Cosa abbiamo per le mani quindi? Non un videogioco, troppo riduttivo. Non un film, anche se ne avrebbe tutte le caratteristiche. È l'ennesimo prodotto nell'entertainment che parla di distruzione, ancora una volta. È una storia dal sapore drammatico, nostalgico, la fredda assenza della vita e la solitudine umana raccontate in ore e ore di gameplay e filmati che ci buttano, senza battere ciglio, in una dimensione dove la catarsi tanto anelata sarà difficile da raggiungere.

Come anticipavamo, è davvero “un’esperienza”, che da un lato riprende i tipici temi di un blockbuster hollywoodiano per far presa sul pubblico, dall’altro prende tutta la soda caustica di questo mondo, o meglio del suo possibile futuro, e la getta sui nostri schermi, inglobandoci in una dimensione che sa essere a tratti angosciante, a tratti far emergere la sua sterilità. È una sorta di “fine del mondo” geofisica e morale (ma anche Zuckerberg e la sua creatura sono sopravvissuti, cosa si dice della malerba?) rappresentata nei toni freddi, grigi e sterili di quello che è rimasto. Perché inserire i like quando stiamo cercando di salvare il mondo dalla sua fine? Un tentativo di schiaffo ironico e sordido per sottolineare quanto Facebook riesca a essere coriaceo, o ormai imprescindibile e patologicamente essenziale?

I messaggi che Kojima ci vuole trasmettere sono parecchi, come la simbologia legata a nomi e situazioni nel gioco, a partire dal tono stesso nell’apertura all’avventura. Dopo un incipit dai toni biblici, dove lo scoppio iniziale sembra andare a braccetto con il Big Bang, alcuni tratti riprendono il classico film “americanaccio” con l’eroe di turno alla last man standing di Io Robot che deve salvare un mondo sull’orlo dell’abisso, tra un presidente americano in gonnella (ribaltamento della classica figura stereotipica, un po’ come dire Godis a Woman) e altri giri e raggiri politici, una schiera di esseri sovrumani a metà tra i Dissennatoripotteriani e i Demogorgoni di StrangerThings (non trovate che alcuni loro versi siano davvero identici?), per non parlare di questo viaggio a piedi coast to coast e in solitaria che ci fa pensare a un Kerouack On the road, oltre a un ideale bambino strappato all’utero materno come nei migliori drammi letterari, leggasi Macbeth. Insomma, un pastiche cineletterario che non finisce di stupirci, una serie di commistioni (queste e altre ancora) che meritano davvero di inchinarsi alla capacità di un genio creativo di mettere al mondo un’opera praticamente perfetta, sulla quale mette anche la sua firma con un suo cammeo.
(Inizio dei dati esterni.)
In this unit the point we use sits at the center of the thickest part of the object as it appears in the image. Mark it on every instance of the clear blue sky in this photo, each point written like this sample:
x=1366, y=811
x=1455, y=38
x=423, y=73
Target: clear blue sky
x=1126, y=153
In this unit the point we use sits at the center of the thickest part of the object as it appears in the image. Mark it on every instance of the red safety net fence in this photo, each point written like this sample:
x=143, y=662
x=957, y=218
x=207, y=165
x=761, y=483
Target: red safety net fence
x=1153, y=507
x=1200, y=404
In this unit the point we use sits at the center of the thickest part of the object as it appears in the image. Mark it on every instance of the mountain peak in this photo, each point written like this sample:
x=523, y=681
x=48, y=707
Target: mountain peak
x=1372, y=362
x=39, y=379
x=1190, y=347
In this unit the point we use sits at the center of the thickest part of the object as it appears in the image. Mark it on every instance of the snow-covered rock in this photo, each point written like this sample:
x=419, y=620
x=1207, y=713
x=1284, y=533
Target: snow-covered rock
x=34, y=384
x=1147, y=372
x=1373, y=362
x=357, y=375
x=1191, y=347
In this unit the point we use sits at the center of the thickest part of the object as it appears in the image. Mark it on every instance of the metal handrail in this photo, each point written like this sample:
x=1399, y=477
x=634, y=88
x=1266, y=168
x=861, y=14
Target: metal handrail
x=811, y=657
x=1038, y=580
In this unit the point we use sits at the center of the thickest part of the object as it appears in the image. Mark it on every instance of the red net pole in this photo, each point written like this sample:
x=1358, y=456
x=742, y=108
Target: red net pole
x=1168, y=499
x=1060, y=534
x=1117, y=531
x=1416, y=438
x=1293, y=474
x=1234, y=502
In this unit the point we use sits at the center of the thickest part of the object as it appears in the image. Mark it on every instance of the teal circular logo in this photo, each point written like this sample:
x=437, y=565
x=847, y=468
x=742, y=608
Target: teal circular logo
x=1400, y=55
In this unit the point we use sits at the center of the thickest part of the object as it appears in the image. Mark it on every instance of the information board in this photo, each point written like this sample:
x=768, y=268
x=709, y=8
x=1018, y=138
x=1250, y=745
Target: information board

Guardando alla simbologia, è fin troppo chiara e non casuale l’importanza della simbologia legata ai nomi, non solo per scelte come Heartman o Die-hardman (“Duro a morire”?), ma anche la ripetizione del termine Bridge in tutte le salse. Sam stesso cambia il suo nome, dal naturale Bridge, a Strand, poi di nuovo a Bridge, un passaggio che Kojima vuole evitare venga perduto o messo in disparte, grazie alla spiegazione che ci dà la sorellastra Amelie, nientepopodimeno che la nuova Presidentessa delle Città Unite d’America. Oltre a un sentimento americano che non si spegne praticamente mai e non perde nemmeno questa occasione per essere sbandierato nell’entertainment, cinematografico o videoludico che sia, rimane anche il tema del “ponte” rappresentato da un uomo che, se per un certo periodo della sua vita è stato sballottato e “arenato” nel buio dell’esistenza, ha saputo darsi di nuovo un senso e rinascere letteralmente come colui che, profeta in patria, dovrà appunto collegare le città tra loro, ricreando una costellazione immaginaria, le “stelle e strisce” dell’ormai defunta bandiera americana.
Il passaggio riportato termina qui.